Estadísticamente, la mayoría de mis servicios de asesoramiento van dirigidos al mercado empresarial; cosa que coincide con lo que ocurre con la mayoría de los servicios de comunicación.

Ello puede indicar dos cosas:  

  • La mayor pertinencia de estos servicios con las condiciones de comunicación de la empresa.
  • La inaccesibilidad de las organizaciones no empresariales a este tipo de   servicios.

Es en esta dualidad donde se localiza la problemática que nos ocupa: ¿Las ONGS tienen bajo acceso relativo a los medios y técnicas de la comunicación social porque no pueden o porque no les corresponde?

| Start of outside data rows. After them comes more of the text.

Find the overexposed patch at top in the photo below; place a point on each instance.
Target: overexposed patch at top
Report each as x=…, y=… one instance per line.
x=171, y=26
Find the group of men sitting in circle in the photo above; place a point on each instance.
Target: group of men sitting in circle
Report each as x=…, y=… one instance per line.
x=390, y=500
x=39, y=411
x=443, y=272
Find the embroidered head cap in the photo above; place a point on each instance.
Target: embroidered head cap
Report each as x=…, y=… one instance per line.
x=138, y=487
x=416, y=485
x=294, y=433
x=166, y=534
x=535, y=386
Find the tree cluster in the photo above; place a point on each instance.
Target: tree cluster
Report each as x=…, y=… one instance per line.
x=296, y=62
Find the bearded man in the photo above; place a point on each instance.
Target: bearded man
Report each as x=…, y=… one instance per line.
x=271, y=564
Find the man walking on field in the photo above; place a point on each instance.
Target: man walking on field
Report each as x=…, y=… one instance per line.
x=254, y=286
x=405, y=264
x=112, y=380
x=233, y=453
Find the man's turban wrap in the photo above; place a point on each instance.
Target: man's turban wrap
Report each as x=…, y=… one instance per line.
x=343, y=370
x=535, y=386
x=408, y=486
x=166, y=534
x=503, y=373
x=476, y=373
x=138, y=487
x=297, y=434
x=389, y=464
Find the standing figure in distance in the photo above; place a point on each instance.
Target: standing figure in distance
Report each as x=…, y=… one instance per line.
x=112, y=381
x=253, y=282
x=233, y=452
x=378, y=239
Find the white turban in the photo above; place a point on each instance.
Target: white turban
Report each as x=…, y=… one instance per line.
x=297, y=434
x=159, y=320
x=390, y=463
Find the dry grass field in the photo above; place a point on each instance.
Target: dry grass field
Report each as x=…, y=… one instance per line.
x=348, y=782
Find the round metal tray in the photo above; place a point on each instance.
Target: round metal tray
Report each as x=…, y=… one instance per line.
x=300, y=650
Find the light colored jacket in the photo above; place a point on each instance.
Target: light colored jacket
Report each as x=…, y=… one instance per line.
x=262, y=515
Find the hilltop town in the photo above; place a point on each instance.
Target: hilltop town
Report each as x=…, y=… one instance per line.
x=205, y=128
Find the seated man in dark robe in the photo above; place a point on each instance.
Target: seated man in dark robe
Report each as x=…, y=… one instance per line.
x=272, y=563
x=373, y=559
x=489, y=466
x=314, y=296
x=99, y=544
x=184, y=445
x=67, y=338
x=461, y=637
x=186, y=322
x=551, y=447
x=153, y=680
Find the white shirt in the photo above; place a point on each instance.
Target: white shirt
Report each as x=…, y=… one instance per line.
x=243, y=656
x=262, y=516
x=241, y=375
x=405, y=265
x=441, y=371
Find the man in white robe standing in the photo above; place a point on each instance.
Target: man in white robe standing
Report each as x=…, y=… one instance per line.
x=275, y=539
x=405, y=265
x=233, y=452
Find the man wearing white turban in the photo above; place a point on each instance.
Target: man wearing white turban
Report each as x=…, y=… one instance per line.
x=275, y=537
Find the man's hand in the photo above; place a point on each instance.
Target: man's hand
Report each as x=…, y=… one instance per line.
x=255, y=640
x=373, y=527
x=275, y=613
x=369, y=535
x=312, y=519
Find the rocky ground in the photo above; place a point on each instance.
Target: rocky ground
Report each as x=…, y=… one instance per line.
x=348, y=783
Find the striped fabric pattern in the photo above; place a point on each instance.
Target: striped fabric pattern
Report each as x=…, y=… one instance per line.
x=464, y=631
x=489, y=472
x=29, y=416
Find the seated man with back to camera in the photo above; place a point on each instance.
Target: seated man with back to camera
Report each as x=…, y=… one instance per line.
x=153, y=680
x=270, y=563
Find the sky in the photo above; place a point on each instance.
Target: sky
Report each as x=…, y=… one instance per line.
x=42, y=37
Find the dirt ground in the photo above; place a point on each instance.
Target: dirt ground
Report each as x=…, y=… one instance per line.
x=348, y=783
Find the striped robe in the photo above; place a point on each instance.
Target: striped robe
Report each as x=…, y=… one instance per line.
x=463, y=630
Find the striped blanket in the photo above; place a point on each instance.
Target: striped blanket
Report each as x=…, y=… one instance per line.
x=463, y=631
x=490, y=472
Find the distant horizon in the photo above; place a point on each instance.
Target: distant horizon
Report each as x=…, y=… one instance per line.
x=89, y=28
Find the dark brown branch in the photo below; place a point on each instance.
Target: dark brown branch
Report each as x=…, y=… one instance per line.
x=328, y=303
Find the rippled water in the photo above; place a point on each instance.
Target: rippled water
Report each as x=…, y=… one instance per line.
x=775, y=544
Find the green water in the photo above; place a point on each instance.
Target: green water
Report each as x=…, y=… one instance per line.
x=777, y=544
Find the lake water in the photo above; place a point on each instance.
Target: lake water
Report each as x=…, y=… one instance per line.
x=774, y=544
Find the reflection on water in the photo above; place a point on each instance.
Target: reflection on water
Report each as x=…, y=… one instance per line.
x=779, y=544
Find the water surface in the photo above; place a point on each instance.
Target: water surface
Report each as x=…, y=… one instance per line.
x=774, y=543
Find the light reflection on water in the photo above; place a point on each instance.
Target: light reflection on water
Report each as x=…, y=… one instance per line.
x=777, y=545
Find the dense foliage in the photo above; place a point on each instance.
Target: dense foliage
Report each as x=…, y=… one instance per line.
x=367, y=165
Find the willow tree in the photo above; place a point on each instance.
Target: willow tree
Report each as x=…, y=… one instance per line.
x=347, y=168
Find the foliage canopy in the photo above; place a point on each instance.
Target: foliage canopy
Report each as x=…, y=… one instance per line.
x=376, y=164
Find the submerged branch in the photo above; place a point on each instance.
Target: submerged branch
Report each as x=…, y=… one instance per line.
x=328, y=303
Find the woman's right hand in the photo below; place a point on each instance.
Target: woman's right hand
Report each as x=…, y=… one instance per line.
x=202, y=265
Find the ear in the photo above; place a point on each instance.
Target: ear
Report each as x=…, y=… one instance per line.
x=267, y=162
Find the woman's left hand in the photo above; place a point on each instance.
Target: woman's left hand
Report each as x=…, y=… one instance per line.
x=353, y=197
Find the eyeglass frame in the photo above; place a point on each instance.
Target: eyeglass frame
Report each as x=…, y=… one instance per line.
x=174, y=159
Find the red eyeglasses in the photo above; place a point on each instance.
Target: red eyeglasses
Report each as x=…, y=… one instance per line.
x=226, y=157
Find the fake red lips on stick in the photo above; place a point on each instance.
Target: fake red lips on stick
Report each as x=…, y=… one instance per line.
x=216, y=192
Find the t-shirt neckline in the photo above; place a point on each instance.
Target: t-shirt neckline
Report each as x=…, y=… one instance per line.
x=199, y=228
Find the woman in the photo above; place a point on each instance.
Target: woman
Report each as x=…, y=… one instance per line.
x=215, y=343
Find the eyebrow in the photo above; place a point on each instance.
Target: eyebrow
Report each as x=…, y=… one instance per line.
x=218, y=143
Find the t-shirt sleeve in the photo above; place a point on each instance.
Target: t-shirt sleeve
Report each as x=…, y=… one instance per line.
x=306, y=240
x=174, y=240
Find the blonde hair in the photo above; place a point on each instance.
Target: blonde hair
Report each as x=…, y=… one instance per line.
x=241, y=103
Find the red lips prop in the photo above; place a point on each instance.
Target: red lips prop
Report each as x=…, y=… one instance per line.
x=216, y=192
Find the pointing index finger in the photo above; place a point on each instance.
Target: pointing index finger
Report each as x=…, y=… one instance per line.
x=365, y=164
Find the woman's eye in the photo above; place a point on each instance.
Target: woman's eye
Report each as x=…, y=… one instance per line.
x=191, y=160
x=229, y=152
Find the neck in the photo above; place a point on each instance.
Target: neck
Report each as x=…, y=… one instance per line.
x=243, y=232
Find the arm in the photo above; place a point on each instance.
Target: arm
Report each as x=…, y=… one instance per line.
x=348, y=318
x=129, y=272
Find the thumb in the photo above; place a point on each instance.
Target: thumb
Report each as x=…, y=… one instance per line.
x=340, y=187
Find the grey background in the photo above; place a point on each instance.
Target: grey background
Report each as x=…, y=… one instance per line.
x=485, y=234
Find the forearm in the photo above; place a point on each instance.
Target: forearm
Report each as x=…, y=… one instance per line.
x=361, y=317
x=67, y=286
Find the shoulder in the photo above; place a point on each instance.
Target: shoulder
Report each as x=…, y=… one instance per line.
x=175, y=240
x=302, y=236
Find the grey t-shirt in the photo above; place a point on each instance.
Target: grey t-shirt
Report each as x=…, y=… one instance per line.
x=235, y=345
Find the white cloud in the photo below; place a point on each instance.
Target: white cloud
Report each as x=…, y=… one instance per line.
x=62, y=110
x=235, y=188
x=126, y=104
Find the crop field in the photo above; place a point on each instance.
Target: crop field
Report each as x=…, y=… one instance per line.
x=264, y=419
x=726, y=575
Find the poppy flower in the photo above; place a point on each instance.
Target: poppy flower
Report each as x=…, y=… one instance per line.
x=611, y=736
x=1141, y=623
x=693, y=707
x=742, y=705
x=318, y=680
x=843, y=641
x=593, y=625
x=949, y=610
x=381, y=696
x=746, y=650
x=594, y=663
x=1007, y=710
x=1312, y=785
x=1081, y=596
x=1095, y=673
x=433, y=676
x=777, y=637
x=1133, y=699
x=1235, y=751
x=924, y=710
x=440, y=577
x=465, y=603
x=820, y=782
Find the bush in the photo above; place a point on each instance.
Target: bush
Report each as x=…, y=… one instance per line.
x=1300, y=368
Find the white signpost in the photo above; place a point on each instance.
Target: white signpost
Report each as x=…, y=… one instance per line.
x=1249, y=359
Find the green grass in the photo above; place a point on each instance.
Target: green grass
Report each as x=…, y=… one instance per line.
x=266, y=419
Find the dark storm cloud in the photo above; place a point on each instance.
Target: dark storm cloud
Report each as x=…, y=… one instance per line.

Tendremos que preguntarnos entonces por el grado de universalidad-especificidad de dichos recursos de la comunicación.

2.  Heterogeneidad de las ongs

El primer problema que se me plantea para vincular la comunicación social con las ONGS es el de la heterogeneidad de estas últimas. Es difícil generalizar pues, para ello, habría que detectar una identidad común a todas ellas, y es evidente que, por propia definición, sólo las une el “no ser gubernamentales”.

A partir de allí, su especie ideológica y su modelo organizacional divergen, variando el grado de autonomía respecto de las instituciones “oficiales”, que, a grandes rasgos, oscila entre la complementariedad y la alternatividad. Y tal variación incide, obviamente, en la problemática comunicacional. Debo optar, por lo tanto, por una segmentación y renunciar a una cobertura global del aspecto amplio de las ONGS.

En tanto representan el ámbito de mayor contraste con el modelo oficial, me situaré en el terreno del alternativismo; o sea en el sector de ONGS que asumen una problemática y un modelo de actuación opuesto al oficial.

Dicho de otro modo, consideraremos alternativa a las ONGS que se asumen como instrumento de cuestionamiento de las causas y corrección autónoma de los efectos destructivos del sistema en cualquiera de sus ámbitos: social, económico, ético, cultural, ambiental, etc.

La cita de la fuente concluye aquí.